Douthat's column, then, is not conservative at all. It's uber-modernist. As such, he does not critique modernity's decadence; he embodies it. His article frames children solely in turns of productivity. According to his way of thinking in this piece, a child is not a charge to care for or to love; not a friend, or a blessing. No, for Douthat a child is a productivity input whose sole function is to provide maximum future utility for American national greatness. He is so thoroughly caught up in the machinery of modernity that he actually sees child-bearing as a "sacrifice"—as if it's some sort of tragic act of self-denial to have a kid. Note to Ross: Like lots of parents, my wife and I have a child because we wanted a child. And we wanted a child because we love each other and that's where our love took us, not because we decided to throw ourselves on our swords in order to preserve US hegemony. For pity's sake.

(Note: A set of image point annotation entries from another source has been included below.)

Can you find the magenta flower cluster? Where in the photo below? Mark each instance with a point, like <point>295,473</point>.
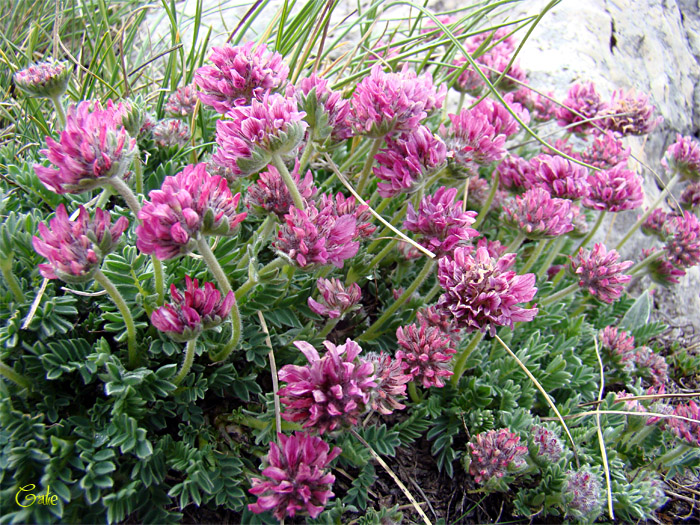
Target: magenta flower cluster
<point>539,216</point>
<point>483,292</point>
<point>494,453</point>
<point>93,148</point>
<point>76,248</point>
<point>192,310</point>
<point>337,300</point>
<point>189,204</point>
<point>332,391</point>
<point>441,222</point>
<point>386,103</point>
<point>239,75</point>
<point>297,480</point>
<point>408,160</point>
<point>599,272</point>
<point>426,352</point>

It seems to me that an actual conservative argument would be less obsessed with growth, and more interested in figuring out how we as a nation can make our society and our homes a worthy place to receive the gift of children. And it would value children not as numbers in some grand scheme of American global domination, but as souls who have something to teach us. Changing our lives in this way would require trade-offs—higher taxes to create a better safety net, for example, or a willingness by women, and even more so by men, to prioritize child-rearing over career success. But these would be trade-offs for our children, not sacrifices on the altar of some gleaming, transcendent, crushing cult of the future.

Douthat's column, then, which is putatively intended to show an alternative to modernity, instead demonstrates just how thoroughly there is no alternative to modernity in our public discourse. Even attacks on modernity, apparently, must be framed in brute economic and utilitarian terms. Even self-identified Christians can find morality only in the crass calculus of great power politics and national self-vaunting. Perhaps that's why we so often see children not as people, but as potential adults—or worse, as widgets to be placed in some machine in order to maximize something or other.

If Douthat's is the best case that our culture can make for having children, then it's hard to escape the conclusion that we don't deserve children at all. And yet, despite Douthat and all his predecessors back to Gradgrind, children will find us anyway. One of them is beside me now, in fact, reading and sniffling a little and every so often thrashing his legs under the covers like a fish on a hook. He's not the future, but the present. May we be worthy of him.